I spent last Friday and Saturday at the AECB conference where environmentally friendly builders congregate in a heap once a year to push the boundaries of collective building consciousness. It was in Durham which is one of my favourite places and it meant that I got to see my mum and dad too. And, I think I have finally got airtightness sorted after a lot of talking to a lot of people. There was a bloke there who had built a very airtight house in Herefordshire explaining with PowerPoint the minutiae of how he did it. He used a lot of products by a company called ProClima and it looks like we can do almost all of the airtightness detailing after the frame has been put up. A great deal of taping and masticking required but it can all be done at our own speed after the erection. ProClima products were also on display there and I found out some interesting things about air to water heat exchangers which may be the way we go for both water heating and, should we need it, space heating.

Saturday morning:
R is putting the drains in at the moment - just the bits that he can't do after the ground floor panels have been put down. A lot of digging and taking levels and pulling his hair out whilst calculating falls of 1 in 60. Luckily the weather is good - not raining and not too hot.

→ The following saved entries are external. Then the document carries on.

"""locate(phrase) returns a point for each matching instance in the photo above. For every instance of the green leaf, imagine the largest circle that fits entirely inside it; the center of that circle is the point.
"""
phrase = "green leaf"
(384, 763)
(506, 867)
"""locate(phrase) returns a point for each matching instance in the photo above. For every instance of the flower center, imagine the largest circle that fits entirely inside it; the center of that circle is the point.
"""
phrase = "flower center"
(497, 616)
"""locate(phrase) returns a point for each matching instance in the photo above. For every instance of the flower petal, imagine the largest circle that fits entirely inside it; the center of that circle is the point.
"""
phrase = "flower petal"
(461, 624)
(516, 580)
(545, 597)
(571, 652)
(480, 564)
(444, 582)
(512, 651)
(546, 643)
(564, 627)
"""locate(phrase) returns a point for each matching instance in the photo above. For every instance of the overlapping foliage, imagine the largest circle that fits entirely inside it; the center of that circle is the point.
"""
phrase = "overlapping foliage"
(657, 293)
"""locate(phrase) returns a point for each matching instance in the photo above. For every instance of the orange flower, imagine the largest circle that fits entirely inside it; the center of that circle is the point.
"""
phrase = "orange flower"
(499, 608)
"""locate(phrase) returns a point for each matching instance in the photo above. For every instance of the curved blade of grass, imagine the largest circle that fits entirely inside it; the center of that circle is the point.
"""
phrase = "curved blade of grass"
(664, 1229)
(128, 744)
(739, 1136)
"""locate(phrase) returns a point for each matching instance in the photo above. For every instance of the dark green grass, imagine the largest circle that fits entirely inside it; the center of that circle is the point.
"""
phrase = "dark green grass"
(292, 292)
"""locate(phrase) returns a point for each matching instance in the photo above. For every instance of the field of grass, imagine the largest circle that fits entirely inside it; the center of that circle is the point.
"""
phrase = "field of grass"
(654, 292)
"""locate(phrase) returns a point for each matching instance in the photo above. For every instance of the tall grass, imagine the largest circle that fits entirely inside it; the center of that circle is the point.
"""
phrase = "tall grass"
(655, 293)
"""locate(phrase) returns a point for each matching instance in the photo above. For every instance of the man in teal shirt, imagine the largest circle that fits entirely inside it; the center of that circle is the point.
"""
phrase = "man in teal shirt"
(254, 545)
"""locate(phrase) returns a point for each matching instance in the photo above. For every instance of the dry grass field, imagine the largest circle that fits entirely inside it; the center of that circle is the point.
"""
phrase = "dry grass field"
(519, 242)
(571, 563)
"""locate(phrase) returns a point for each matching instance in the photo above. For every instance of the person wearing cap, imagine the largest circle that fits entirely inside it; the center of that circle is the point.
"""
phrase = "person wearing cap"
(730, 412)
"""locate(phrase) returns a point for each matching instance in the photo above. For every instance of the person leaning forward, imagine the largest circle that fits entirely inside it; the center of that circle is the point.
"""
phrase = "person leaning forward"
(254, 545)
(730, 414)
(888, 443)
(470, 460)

I am working on the precise specification for, and costing of, the airtightness schedule and also finishing the requirements for the Building Control officer. He is not really interested in airtightness but is very keen on vapour control. I have discovered that these are two separate things: originally I thought that as long as the house was airtight it would automatically be okay as far as vapour penetration of the outer walls went. I now know that they are two separate sets of calculations and I need to make sure both are right. The Building Regs need to know that vapour will not pass from the inside of our house into the walls and condense into water before it reaches the outside. Most modern houses do not, in theory, allow vapour to get into the walls at all. In our system, called the breathing wall system, we allow the vapour in, in a controlled way, and make sure that it does not condense until after it reaches the outside. There have been thousands of houses built to this system but it is still something that Building Control officers need a bit of help to get their heads around. Our BCO is a young chap who is quite open to new ideas, so we are lucky in that regard. We still have three choices for making the outer walls sufficiently airtight and if you wants the technical details, let me know.

The frame is coming on Tuesday!!!

The roofer came round today and will be ready to go in four weeks time. The windows will be ordered on Monday.

Once that is all done, we can start work ourselves on the inside. The other major work on the outside is the rendering and we have chosen a bloke to do that. Most of the rest we will do ourselves. The ground and first floors will be in and walkable on, although we'll get someone to make and install a staircase. So that R can get on with the build full-time, I am planning to work full-time to support us both, at least for a few months.

Onwards and upwards - the pictures should start getting a bit more interesting, anyway.